The Fed would need to doubt the recovery’s sustainability

- Incoming data are an obvious catalyst for a Fed flip flop. The labour market has softened recently (Fig 8, 9), housing momentum has slowed (Fig 10, 11) and inflation is well below target (Fig 12, 13). Despite downgrades in its forecasts (Fig 14), the FOMC remains above consensus (Fig 15). While this evidence may be enough to delay tapering, modest downgrades or data misses likely won’t be enough to change the Fed’s tapering narrative.

- In our view, for such a flip flop to take place, members must become more pessimistic about the recovery’s sustainability. What might cause this? The combination of continued soft data alongside greater than expected fiscal tightening in 2014 is one possibility. It was the worry about the impact from the fiscal cliff, after all, that contributed to the QE3 launch decision in 2013.

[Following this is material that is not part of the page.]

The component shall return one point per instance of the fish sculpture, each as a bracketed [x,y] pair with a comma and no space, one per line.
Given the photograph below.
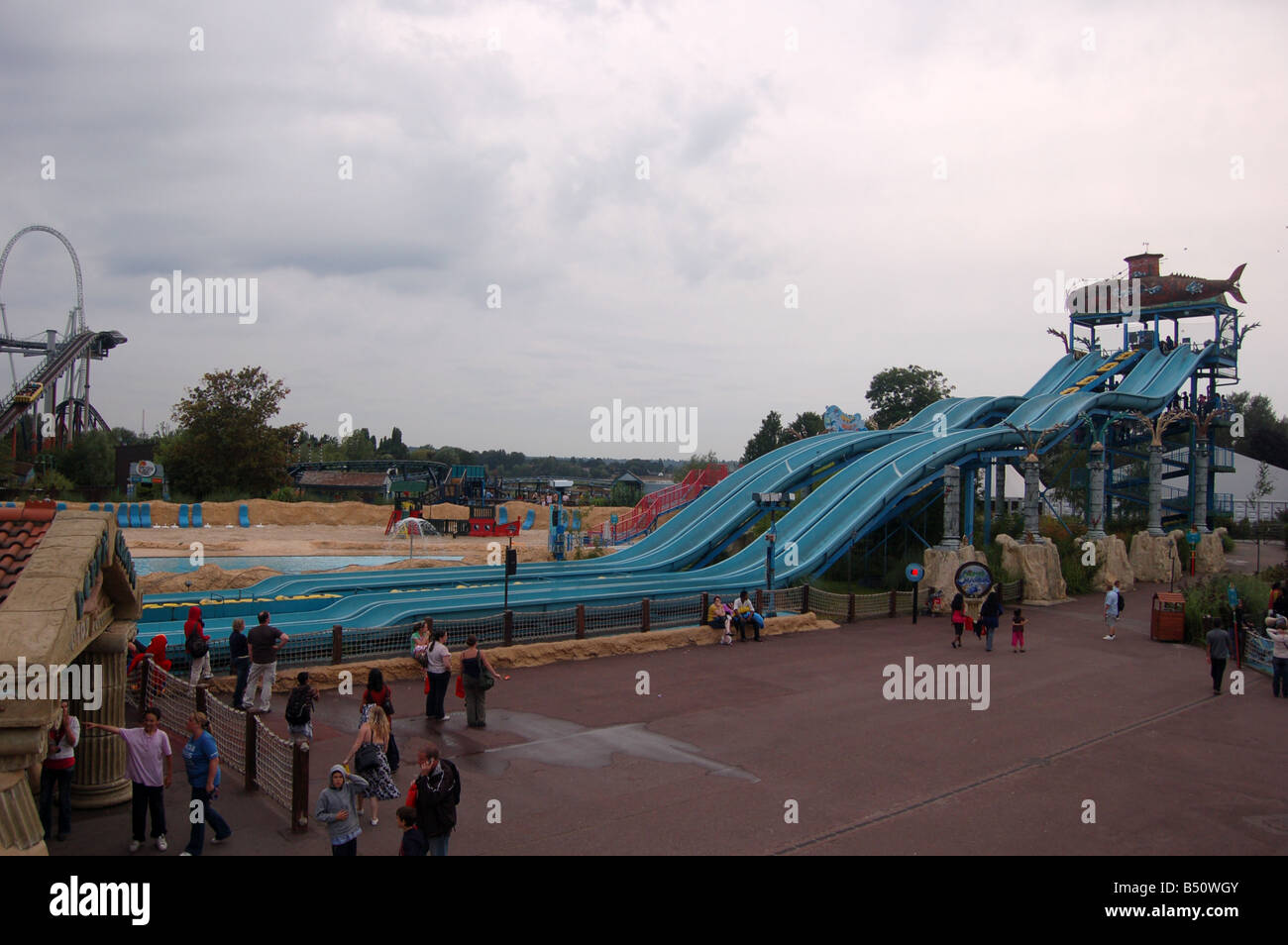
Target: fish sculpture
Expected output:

And the Tea Party could provide the catalyst

- Consensus expects the Tea Party and other Republicans to take a less hardline approach towards negotiations in 1Q14 after they were punished in public opinion polls as a result of the shutdown. Such a near-term detente in Washington will only become likely should President Obama make concessions. Should this occur, the President may be more willing to sacrifice on near-term spending rather than changes to Obamacare (his legacy) or long-term entitlement programs (resistance from his own party) (see pgs 3 to 5).

- The magnitude required to impact the 2014 growth outlook is not high. Annual spending cuts offsetting just one-third of the long-term debt impact from Obamacare would act as an incremental ~0.4% headwind to growth in 2014 (combined with sequestration already embedded in current law, this would mean fiscal drag of ~0.5 to 1.0% for much of the year) (Fig 7).

AON's picture

Hey Bob - go fuck yourself. 

why don't you just admit you are a totally clueless idiot.  the spoo was ready to crash about 500 pts and 3 years ago in your book.  now you tell us we need more complacency and 1850.  more complacency?  LMFAO! you may think its going higher but to suggest we need more complacency in an era of epic complacency just proves your level of ignorance. 

it also shows you to be a coward who can't just admit he was wrong and wrong huge and wrong huge about everything. You sir, are a fucking moron and should be embarassed to even open your fucking mouth.